Microsoft started internal demos of its dual-screen Surface hardware, codenamed Centaurus, including an “all-hands” event for its device team, said sources. The company allowed employees to get up close to the prototype hardware, and also showed a sizzle reel. Centaurus, in development for about two years, is intended to be the showpiece of the company’s upcoming assortment of dual-screen tablet/laptop hybrids. Sources also said that Centaurus is more similar to the Courier tablet than the prior Andromeda project.

The Verge reports that Andromeda was intended to be a smaller Surface device that could be stored in a user’s pocket, but Microsoft stopped development to pursue a larger form-factor device, the Centaurus. The company has “been building various dual-screen prototypes for Surface hardware, but the fact it has started showing the Centaurus device more broadly to employees indicates that the company is getting closer to launching a final product,” with the possibility of a launch in the next six months.

If Centaurus launches, it will be one of Microsoft’s first devices with Windows Lite, an internal codename for “a more stripped-down version of Windows.” According to The Verge, Windows Lite is “initially being prioritized for dual-screen devices like Centaurus.”

To develop Surface Centaurus, Microsoft is reportedly working closely with Intel, which “has been pushing OEMs to create this new hardware category.” Although Microsoft has never officially acknowledged the existence of Andromeda or Centaurus, last year, Microsoft Devices chief product officer Panos Panay said that Andromeda was “absolutely my baby.”

“We will invent and we will create when products are right,” Panay said. “We can’t bring new categories into the world and not be a place where customers need it.” Panay has been an advocate of “a smaller notepad-like Surface for years.”

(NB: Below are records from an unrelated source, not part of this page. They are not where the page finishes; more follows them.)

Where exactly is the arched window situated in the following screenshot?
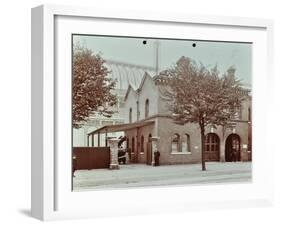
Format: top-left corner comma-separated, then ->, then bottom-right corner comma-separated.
148,133 -> 152,142
205,133 -> 220,161
140,136 -> 144,153
182,133 -> 191,153
145,99 -> 149,118
126,138 -> 130,150
129,108 -> 133,123
132,137 -> 135,153
172,133 -> 180,152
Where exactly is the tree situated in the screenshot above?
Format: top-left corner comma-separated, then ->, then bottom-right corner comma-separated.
157,57 -> 245,170
72,46 -> 117,128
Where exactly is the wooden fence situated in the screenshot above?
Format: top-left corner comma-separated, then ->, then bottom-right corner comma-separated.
72,147 -> 110,171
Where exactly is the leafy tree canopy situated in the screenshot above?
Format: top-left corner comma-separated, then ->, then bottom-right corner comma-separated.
72,46 -> 117,128
158,57 -> 245,130
156,57 -> 245,170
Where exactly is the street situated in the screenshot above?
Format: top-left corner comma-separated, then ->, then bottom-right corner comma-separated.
73,162 -> 251,191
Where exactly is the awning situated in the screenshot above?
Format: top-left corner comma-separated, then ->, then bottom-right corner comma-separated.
88,121 -> 155,136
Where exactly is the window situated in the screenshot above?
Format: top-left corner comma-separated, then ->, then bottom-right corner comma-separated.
181,134 -> 191,153
126,138 -> 130,150
172,133 -> 180,152
145,99 -> 149,118
148,133 -> 152,142
132,137 -> 135,153
137,101 -> 140,121
129,108 -> 133,123
205,133 -> 219,152
140,136 -> 144,153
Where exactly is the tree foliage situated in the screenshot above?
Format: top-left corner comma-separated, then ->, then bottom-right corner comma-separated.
72,46 -> 117,128
157,57 -> 245,170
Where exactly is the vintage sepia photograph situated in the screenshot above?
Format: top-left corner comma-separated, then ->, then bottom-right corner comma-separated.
72,34 -> 252,191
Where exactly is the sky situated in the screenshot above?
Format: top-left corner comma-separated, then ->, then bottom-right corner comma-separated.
73,35 -> 252,86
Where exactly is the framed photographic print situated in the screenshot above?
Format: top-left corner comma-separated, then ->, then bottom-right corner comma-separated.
32,5 -> 273,220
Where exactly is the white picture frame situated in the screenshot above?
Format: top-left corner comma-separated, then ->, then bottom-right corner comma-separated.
31,5 -> 273,220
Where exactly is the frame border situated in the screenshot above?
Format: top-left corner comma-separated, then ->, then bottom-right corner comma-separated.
31,5 -> 273,220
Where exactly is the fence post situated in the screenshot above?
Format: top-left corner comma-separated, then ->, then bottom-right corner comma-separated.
108,138 -> 120,169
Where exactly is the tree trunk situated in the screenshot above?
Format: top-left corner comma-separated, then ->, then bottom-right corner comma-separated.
200,123 -> 206,171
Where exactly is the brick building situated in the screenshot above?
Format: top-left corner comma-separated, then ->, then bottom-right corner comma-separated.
88,69 -> 251,164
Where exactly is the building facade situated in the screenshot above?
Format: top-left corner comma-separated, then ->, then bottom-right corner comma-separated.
123,73 -> 251,164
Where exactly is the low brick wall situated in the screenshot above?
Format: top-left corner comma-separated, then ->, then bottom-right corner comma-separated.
72,147 -> 110,170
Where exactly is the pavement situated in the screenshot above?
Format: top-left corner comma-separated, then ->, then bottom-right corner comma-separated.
73,162 -> 249,191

At the employee event to demonstrate Centaurus, Microsoft also showed off “a working version of xCloud,” which is intended to be a way to resume games on the go “and keep playing across iOS and Android devices rather than a direct replacement to Xbox consoles for now.” More xCloud details are likely to be revealed at E3 this month in Los Angeles. Microsoft also demonstrated a prototype version of Microsoft Teams “for life,” which is “designed as an extension of Microsoft’s chat app for friends and family … in an attempt to compete more with services like WhatsApp.”